Les premiers claquements des carreaux n'ont pas attendu 9h mercredi matin à Martigny. Espagnols, Tchèques, Français: tous répètent leurs gammes avant le coup de départ des Championnats d'Europe. Un peu sur le côté, Sylviane Métairon, a son jeu de boules en mains.
Des passionnés, suisses mais pas que, l'arrêtent régulièrement pour la saluer. Pour cause: le palmarès de la Fribourgeoise est impressionnant. Championne du monde et championne de Suisse. Cette semaine, la laborantine espère bien y ajouter une ligne avec un titre européen: soit en tête-à-tête, soit en tête doublette.
Dans cette dernière catégorie, elle évoluera avec Ludivine Maitre Wicki. Comme les joueuses de football de la Nati, les deux boulistes, qui jouent séparément à l'année, se sont retrouvées plusieurs fois avant de défendre le drapeau pour entraîner les automatismes. Petite variante par rapport aux stars du foot: À la question des ambitions pour le tournoi, Sylviane Métairon troque le traditionnel «on verra match après match» pour un «il faut jouer boule après boule».
La Suisse à table avec les grands
Malgré un titre de championne du monde remporté en 2022 au Danemark, la Fribourgeoise n'est pas exempte de stress. Au contraire: «Être championne du monde, ça rajoute peut-être une pression qui vient de l'extérieur. Les gens attendent beaucoup de toi, alors que, tu as juste été la meilleure un jour à un endroit durant un instant T.»
D'autant plus que la concurrence est rude. En Suisse, les quelques milliers de licenciés doivent batailler avec des nations bien plus grandes comme l'Espagne ou la France. Cette dernière compte plusieurs centaines de milliers de boulistes. Mais avec une championne du monde à sa tête, la Suisse, petite grande nation européenne, n'a pas à rougir.
La pétanque, histoire de famille
Il y a la mère, reine de la pétanque en 2022. Il y a le père, du sud-ouest de la France. Et il y a la fille, Emilie. «Quand elle a eu 13 ans, elle m'a dit: 'Maman, j'aimerais bien jouer, prendre la licence. Ça serait bien que tu prennes la licence avec moi. Comme ça, on pourra jouer toutes les deux', explique Sylviane Métairon.
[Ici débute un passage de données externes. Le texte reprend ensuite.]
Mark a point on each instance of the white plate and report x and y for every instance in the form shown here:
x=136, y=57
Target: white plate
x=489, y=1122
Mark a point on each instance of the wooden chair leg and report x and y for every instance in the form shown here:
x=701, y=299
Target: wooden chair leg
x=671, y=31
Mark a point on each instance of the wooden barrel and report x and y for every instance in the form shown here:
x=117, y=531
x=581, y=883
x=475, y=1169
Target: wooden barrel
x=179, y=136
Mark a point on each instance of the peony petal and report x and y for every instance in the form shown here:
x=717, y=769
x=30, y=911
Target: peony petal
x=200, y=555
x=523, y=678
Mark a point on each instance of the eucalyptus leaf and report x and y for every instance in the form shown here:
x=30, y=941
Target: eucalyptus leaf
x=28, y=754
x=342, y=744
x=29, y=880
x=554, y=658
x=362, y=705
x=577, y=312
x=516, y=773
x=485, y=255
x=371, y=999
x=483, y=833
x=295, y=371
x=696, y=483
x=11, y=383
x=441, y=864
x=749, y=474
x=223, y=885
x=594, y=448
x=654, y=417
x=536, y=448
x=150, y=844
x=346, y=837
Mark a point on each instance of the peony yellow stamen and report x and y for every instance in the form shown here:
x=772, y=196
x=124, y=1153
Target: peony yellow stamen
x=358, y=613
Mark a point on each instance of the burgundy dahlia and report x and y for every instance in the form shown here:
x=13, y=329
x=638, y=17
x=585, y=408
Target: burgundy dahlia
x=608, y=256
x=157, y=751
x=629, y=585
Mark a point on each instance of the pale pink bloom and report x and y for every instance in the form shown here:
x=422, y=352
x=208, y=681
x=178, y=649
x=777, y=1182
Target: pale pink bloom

On a fait un tournoi et on a gagné.»
La mère et la fille ont pris leur licence en 2013. Des amicales de pétanques aux grands tournois, Émilie Métairon est aujourd'hui double championne de Suisse. «C'est vraiment un guide pour moi… (pause) un énorme soutien mental aussi», précise la mère de famille.
Son mari Frédérick n'est pas en reste, même si les temps se sont compliqués pour lui. «Ça a été mon sparring-partner pendant toutes ces années. Quand j'ai commencé la pétanque, on a fait un terrain chez nous à Promasens. Au début, il jouait de la main gauche contre moi pour que je le batte.»
Un sport qui ne fait pas (assez) rêver
Être bouliste dans l'équipe nationale de Suisse demande beaucoup d'engagement personnel. Si la fédération prend en charge certains frais, le soutien pour la pétanque en Suisse reste marginal. «Va demander un congé à ton employeur pour un tournoi de pétanque à l'autre bout du monde. Les gens t'imaginent un verre de pastis à la main.»
Une vision un peu réductrice qui ne décourage pas la Fribourgeoise de vivre pleinement sa passion du bouchon. «C'est un sport tellement intense. Vraiment psychologique. Des fois, t'as le palpitant qui est à 150.»
Une excitation qui explique peut-être la popularité de la pétanque dont parle Stéphane Blanchet, président de l'association valaisanne des clubs de pétanque «La pétanque, c'est comme le 'fôte'. Tout le monde en a joué.» Celui qui vient de Sembrancher précise sa pensée: «Je n'ai jamais rencontré quelqu'un qui n'a pas une fois dans sa vie tenu une boule de pétanque dans les mains. Jamais.» Et ce n'est pas cette fin de semaine à Martigny que Stéphane Blanchet risque de rencontrer quelqu'un qui est dans ce cas.